My journey through the complex landscape of school admissions

I have two daughters under the age of 11 but I have already been through the school application process five times. I applied for their first primary school place, and then applied again when we moved area. I have most recently also pressed send on an application for a senior school place for my eldest.

So I feel very well placed to declare that the school application process is hugely complex and highly stressful. A friend recently described admissions criteria as ‘not for the faint hearted, the stupid or the disorganised’. I concur, and then some. 

Who knew that you needed such a diverse skills set in order to navigate the system? Why did no-one tell me that you need nerves of a superhero to survive? 

Go compare? You can't 
For starters the system, if you can call a sprawling set of rules, maps and ever-changing tick boxes a system, is not uniform. You can’t apply the same measures to all the schools on your shortlist. Want to compare and contrast options and suss out whether you are more likely to be offered a place by one school than another? Almost impossible. 

Each establishment has its own unique application criteria. Many faith schools require additional information including evidence that you attend your local place of worship and, in the case of Catholic schools, a Baptism certificate. Some schools will have a set catchment area or Parish boundary within which you are required to live - and prove that you do so. Another might prioritise siblings.  

Even if you do meet every single given criteria for your chosen school, you still may need to play the measuring game. You will have checked the previous year’s furthest awarded place and be trying to work out if the authority measures from the school gates or, as was rumoured to be the case in one of my local secondaries, the headteacher’s office chair. 

I have also tackled the appeals system, and failed. It is another process in which you may feel baffled and disarmed before a panel of people who know the system inside out and only have technical answers to your heartfelt questions. Let me tell you: tissues make no difference.

Local resource to the rescue
I was very happy to hear, then, about a local initiative in the city where I live, Bath, called BathHacked, that set out to disentangle the local primary schools admissions criteria. BathHacked is a joint council and community group project that brings together skilled computery-types with quality data to find useful ways to use that information for the benefit of the city and its residents.  
Rather imaginatively the team called their project ‘The Black Hole of Primary Schools Admissions’ and this will resonate with any parent with children of school application age. They processed the available data and presented the information in an easy to read, and easy to digest format. They identified key dates for applications, created colourful graphs to show the acceptance difficulty of each school, and simplified the over-subscription criteria. 

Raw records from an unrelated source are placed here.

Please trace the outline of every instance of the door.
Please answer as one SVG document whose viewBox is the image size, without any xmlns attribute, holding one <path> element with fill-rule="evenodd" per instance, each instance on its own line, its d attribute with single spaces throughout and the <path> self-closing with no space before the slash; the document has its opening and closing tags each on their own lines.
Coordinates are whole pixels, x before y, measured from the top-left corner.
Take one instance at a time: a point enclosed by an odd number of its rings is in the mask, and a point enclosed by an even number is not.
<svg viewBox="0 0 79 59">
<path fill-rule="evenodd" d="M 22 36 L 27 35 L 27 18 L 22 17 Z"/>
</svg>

I hear the School Guide team are also currently working away in the background on a project to create simple parent-friendly catchment area maps for all English schools. Watch this space. 

My primary schools admissions days are over but I wholeheartedly applaud attempts to demystify the process. It can be done. Anything - ANYTHING - that can help simplify the system and set it out in a coherent and consumer-friendly fashion gets a big tick from this parent.